The song was in a comfortable key for me, so I sang the words I knew so well.

 

Jesse is a friend.

Yeah, I know he's been a good friend of mine.

But lately something's changed that ain't hard to define,

Jesse's got himself a girl, and I really don't know why.

And she's watching him with those eyes,

And she's loving him with that body, I just know it.

Yeah 'n' he's holding her in his arms late, late at night.

You know I wish that I was Jesse's girl.

I wish that I was Jesse's girl.

Why does he want a woman like that?

 

I thought I had been doing a good job of staying on pitch, so it surprised me when I opened my eyes to find my roommate staring at me with a dumbfounded expression.

"What?" I asked, as the song continued without me.

"You changed the lyrics," she said.

"No I didn't."

"You sure did. You were singing totally different words than him."

I had been singing the song with those modified lyrics for so long that I didn't even remember that they were modified.
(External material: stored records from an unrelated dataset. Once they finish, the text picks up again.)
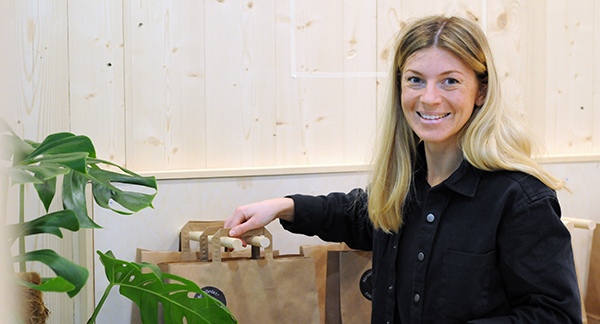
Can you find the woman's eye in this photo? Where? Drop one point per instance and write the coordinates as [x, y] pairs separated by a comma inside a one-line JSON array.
[[451, 81], [414, 80]]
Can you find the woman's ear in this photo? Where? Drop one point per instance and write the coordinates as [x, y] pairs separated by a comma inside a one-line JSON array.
[[482, 95]]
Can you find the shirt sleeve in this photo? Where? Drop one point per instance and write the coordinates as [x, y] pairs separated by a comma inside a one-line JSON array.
[[537, 267], [336, 217]]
"That's because he's a guy singing and a girl can't sing that song with those words, so I changed it. He just said 'moot'," I added out of nowhere when I heard Rick Springfield say the word in the song.

"What?" Rebecca asked looking even more confused.
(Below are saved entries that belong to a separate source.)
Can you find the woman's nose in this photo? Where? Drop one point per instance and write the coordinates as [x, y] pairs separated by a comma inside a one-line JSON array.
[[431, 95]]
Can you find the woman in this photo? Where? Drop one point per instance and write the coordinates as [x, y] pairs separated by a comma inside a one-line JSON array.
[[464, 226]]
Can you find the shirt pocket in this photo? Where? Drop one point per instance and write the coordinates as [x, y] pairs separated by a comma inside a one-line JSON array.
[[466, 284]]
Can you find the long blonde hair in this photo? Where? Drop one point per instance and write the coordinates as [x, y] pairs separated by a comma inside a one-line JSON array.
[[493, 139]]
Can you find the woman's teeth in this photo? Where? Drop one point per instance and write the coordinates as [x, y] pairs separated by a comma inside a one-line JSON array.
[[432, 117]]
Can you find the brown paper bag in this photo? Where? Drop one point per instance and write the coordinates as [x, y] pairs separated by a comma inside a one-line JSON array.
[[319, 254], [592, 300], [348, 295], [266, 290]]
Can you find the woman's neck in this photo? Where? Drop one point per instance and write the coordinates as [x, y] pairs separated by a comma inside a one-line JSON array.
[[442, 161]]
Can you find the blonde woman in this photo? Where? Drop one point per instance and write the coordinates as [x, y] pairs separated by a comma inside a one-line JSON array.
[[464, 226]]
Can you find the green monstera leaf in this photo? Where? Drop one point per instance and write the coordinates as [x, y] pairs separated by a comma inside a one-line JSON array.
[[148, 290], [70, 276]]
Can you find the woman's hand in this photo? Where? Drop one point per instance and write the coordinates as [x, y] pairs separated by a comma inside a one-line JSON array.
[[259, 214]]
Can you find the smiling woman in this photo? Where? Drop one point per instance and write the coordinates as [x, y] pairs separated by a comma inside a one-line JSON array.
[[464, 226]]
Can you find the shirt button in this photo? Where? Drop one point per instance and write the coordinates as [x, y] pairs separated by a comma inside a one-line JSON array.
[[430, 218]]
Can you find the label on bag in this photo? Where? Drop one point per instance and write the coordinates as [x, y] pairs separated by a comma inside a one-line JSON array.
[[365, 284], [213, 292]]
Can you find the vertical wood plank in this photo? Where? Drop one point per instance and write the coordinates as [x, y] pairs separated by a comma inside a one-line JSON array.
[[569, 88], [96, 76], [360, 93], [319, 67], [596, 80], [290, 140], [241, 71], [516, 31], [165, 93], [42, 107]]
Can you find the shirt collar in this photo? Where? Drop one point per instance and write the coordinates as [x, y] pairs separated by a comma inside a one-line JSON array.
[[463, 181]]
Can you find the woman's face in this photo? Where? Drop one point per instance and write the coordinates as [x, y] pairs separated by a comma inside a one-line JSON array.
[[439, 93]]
"Moot," I said. "What kind of word is that? It sounds so weird."

"What are you talking about?" she asked.

I pointed at the stereo. "The song," I said. "There's a line in the song that says the point is probably moot. I know it's a real word; I just don't like it. I've literally never said it in a conversation. I think it makes me feel like he's trying to say the word mute and he's mispronouncing it—or maybe even a moat, like the thing around a castle. It's just an odd-sounding word, don't you think?"

Rebecca stared at me with a thoughtful expression. I couldn't tell if she thought I was crazy or if she was contemplating how she felt about the word moot.

"I don't think I've ever used that word either," she said. "I didn't even realize he said that in the song."

I nodded. "He said, 'I want to tell him that I love him, but the point is probably moot'. What kind of word is moot, anyway?"

"See, you did it again," Rebecca said.

"Did what?"

"Changed the words," she said.

"Huh," I huffed, sounding surprised at myself. "I guess I just change the hers to him since I'm a girl," I said casually.

I tossed the hairbrush onto my bed and turned down the radio so I didn't get myself into more trouble.